A report from Movable Ink found that 61% of emails are opened on mobile devices. Our own experience would agree with this – we generally see 40% of clicks coming from mobile devices and 30% of conversions – so extrapolating these back one level, 61% of opens is very believable.
This is a huge proportion of the campaign and more often than not is poorly or not at all optimised. With this comment I am talking about more than just rendering on mobile devices or responsive emails / landing pages, but form length. Form length is a huge factor in balancing quality vs volume in any lead based program. I.e. the simpler the form the higher onsite conversion however generally you see lower conversion to sale. Conversely Longer form equals less but higher converting leads.
This is commonly tested on the desktop site and then this standard is used for the mobile site. But this formula changes when applied to mobile traffic – we often see a a form around 30% shorter gives the same quality lead in terms of conversion to sale.
This makes sense if you think about it – it is generally harder work to complete a form on a mobile than a desktop.
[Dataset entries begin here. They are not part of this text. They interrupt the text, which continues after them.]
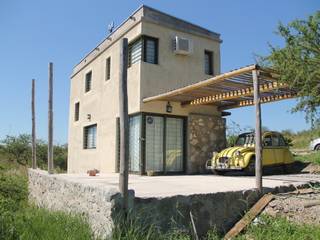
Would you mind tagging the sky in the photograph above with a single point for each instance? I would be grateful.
(33, 33)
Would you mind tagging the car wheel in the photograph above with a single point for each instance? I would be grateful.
(251, 168)
(217, 172)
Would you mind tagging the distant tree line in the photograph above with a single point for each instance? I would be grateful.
(18, 149)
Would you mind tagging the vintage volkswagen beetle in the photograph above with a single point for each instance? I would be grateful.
(242, 155)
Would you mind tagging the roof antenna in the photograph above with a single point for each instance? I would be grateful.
(111, 27)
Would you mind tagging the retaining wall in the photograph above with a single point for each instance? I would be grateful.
(100, 204)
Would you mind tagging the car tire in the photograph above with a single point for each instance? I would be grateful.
(251, 168)
(217, 172)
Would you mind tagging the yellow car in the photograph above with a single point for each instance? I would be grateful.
(242, 155)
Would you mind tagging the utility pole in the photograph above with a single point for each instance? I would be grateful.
(124, 125)
(258, 135)
(34, 151)
(50, 121)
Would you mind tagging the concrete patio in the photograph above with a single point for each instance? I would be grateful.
(167, 186)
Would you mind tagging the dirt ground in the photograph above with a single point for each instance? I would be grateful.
(301, 206)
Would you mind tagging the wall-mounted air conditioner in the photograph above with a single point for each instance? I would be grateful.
(182, 46)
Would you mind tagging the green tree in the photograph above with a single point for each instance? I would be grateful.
(298, 62)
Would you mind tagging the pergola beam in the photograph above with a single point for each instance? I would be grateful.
(268, 99)
(214, 80)
(244, 92)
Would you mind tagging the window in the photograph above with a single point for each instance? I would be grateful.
(76, 111)
(89, 136)
(88, 81)
(108, 68)
(208, 62)
(145, 48)
(275, 140)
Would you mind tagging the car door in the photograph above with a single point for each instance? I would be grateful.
(267, 150)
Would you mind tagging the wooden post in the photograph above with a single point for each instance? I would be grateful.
(124, 124)
(34, 151)
(50, 121)
(258, 136)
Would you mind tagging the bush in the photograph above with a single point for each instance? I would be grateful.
(280, 229)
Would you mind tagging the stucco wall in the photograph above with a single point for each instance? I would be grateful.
(206, 134)
(144, 79)
(102, 103)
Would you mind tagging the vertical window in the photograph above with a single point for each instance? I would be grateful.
(76, 111)
(145, 48)
(135, 51)
(89, 136)
(151, 50)
(108, 68)
(88, 81)
(208, 62)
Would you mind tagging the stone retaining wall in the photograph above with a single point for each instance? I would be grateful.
(96, 204)
(100, 204)
(206, 134)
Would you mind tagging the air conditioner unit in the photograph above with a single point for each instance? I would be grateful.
(182, 46)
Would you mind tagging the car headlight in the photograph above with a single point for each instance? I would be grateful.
(237, 153)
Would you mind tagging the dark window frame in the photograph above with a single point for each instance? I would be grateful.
(85, 135)
(76, 111)
(144, 39)
(143, 142)
(88, 82)
(210, 57)
(108, 68)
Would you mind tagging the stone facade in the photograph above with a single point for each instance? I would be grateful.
(97, 204)
(206, 134)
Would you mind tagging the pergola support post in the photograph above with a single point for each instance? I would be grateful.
(258, 135)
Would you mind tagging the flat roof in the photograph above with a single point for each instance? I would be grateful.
(147, 14)
(230, 90)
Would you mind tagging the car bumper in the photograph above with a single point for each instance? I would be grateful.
(222, 167)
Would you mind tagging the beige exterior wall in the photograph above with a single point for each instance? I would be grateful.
(144, 80)
(102, 103)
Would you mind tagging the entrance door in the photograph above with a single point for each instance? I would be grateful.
(154, 143)
(134, 143)
(164, 144)
(174, 144)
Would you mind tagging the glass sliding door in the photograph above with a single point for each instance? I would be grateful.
(154, 143)
(174, 144)
(134, 143)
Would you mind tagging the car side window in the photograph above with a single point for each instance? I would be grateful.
(282, 142)
(267, 141)
(275, 140)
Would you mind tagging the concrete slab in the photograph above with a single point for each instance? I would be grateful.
(167, 186)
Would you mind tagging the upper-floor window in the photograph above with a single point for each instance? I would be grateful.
(90, 137)
(108, 68)
(208, 62)
(145, 48)
(76, 111)
(88, 81)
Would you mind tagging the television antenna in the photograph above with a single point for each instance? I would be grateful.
(111, 27)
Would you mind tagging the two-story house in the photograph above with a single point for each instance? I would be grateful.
(165, 53)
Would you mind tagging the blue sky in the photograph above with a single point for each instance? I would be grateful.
(32, 33)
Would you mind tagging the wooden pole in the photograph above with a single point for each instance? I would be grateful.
(34, 151)
(258, 135)
(124, 124)
(50, 121)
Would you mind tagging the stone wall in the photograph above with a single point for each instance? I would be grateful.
(100, 204)
(97, 204)
(206, 134)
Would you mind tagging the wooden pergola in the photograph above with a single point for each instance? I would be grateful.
(250, 85)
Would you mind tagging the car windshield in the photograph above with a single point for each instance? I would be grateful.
(246, 138)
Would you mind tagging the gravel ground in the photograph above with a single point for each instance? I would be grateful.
(302, 206)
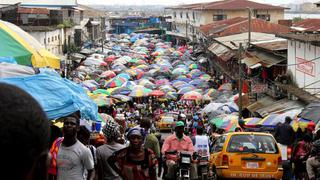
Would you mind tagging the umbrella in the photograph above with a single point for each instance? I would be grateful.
(157, 93)
(193, 66)
(19, 47)
(140, 91)
(129, 84)
(179, 71)
(162, 82)
(115, 82)
(225, 87)
(102, 100)
(186, 89)
(311, 112)
(252, 121)
(101, 91)
(121, 90)
(109, 74)
(192, 95)
(124, 75)
(122, 98)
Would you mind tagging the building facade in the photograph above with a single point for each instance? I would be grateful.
(187, 19)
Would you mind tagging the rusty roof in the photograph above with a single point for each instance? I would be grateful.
(307, 25)
(228, 5)
(240, 25)
(276, 45)
(22, 10)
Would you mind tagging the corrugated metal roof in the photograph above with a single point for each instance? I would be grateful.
(307, 25)
(240, 24)
(41, 2)
(228, 5)
(273, 45)
(233, 41)
(22, 10)
(267, 105)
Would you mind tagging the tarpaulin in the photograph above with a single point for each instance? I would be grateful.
(57, 96)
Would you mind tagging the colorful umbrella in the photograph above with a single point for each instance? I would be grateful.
(192, 95)
(115, 82)
(101, 91)
(124, 75)
(193, 66)
(186, 89)
(179, 71)
(17, 46)
(225, 87)
(157, 93)
(140, 91)
(109, 74)
(252, 121)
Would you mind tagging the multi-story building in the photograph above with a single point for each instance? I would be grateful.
(186, 19)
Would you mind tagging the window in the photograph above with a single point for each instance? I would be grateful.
(219, 17)
(265, 17)
(218, 144)
(252, 143)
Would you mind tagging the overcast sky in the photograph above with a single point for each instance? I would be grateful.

The reason a longer form converts better in general is because the person is more committed if they will complete a longer form. So with mobile generally being harder work, the same form on desktop vs mobile means a more committed mobile lead. We have found that around 30% less fields gives around the same level of “committed-ness” or conversion on the back end.
Why is this important? Firstly it means that by using a shorter mobile form you get more good quality leads from your campaign. Secondly if you are running a performance payment campaign it means the performance of the campaign is increased overall meaning you can drive the cost per lead down leading to higher profitability. Or allow the higher effective affiliate payouts to increase your volume.
60% of opens / 40% of clicks / 30% of conversions is a big piece of your campaign – improving it’s performance has a big impact on your overall campaign.